AIG and the U.S. government could finalize a plan as soon as Wednesday to allow the government to give up its ownership in the insurer, according to reports from Politico, the Wall Street Journal and, earlier this week, Bloomberg.
The outline of the apparent plan was reported earlier this month in the Wall Street Journal: The Treasury would convert its 79.8 percent stake in the company, worth about $49 billion, into common stock from preferred shares. Such a move would increase the government's stake, potentially to more than 90 percent, before it begins the process of gradually selling its shares on the open market.
According to Politico, the converted stock would be worth about $70 billion, which could spell profit for taxpayers and political victory for Democrats in advance of the midterm elections. But the insurance giant and its government counterparties -- the Treasury, the Federal Reserve and the three trustees who oversee the preferred stock -- would have to tread carefully.
As the WSJ discusses, the share price would determine the extent to which private shareholders see their ownership diluted, and the parties would have to strike a compromise to maximize value for both private shareholders and taxpayers.

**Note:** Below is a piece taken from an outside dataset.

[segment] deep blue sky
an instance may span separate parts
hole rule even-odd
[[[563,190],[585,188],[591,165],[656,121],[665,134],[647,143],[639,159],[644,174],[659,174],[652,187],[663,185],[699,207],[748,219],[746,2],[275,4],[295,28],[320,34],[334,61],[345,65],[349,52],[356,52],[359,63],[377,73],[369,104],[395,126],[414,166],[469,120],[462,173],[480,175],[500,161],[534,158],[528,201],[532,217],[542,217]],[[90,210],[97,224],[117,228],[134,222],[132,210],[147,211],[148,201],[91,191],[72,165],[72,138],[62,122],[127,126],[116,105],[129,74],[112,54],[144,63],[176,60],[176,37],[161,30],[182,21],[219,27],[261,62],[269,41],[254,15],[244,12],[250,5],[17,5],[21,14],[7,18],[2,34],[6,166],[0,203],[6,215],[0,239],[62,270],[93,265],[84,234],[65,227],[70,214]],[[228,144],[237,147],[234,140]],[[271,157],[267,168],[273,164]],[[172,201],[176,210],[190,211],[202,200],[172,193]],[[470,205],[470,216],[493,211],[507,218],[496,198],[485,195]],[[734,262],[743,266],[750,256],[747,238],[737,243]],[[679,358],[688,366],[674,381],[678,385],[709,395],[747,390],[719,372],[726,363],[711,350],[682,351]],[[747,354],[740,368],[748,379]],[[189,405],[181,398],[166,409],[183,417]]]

To prevent private shareholders from selling their stock after a government conversion, the company, whose initial government rescue package was worth about $182.3 billion and includes various types of investments, could issue warrants allowing shareholders to buy stock at a low price, the New York Times says.
Even if the parties settle on a stock conversion plan, AIG would need to repay about $19.7 billion to the Federal Reserve before the plan can be executed.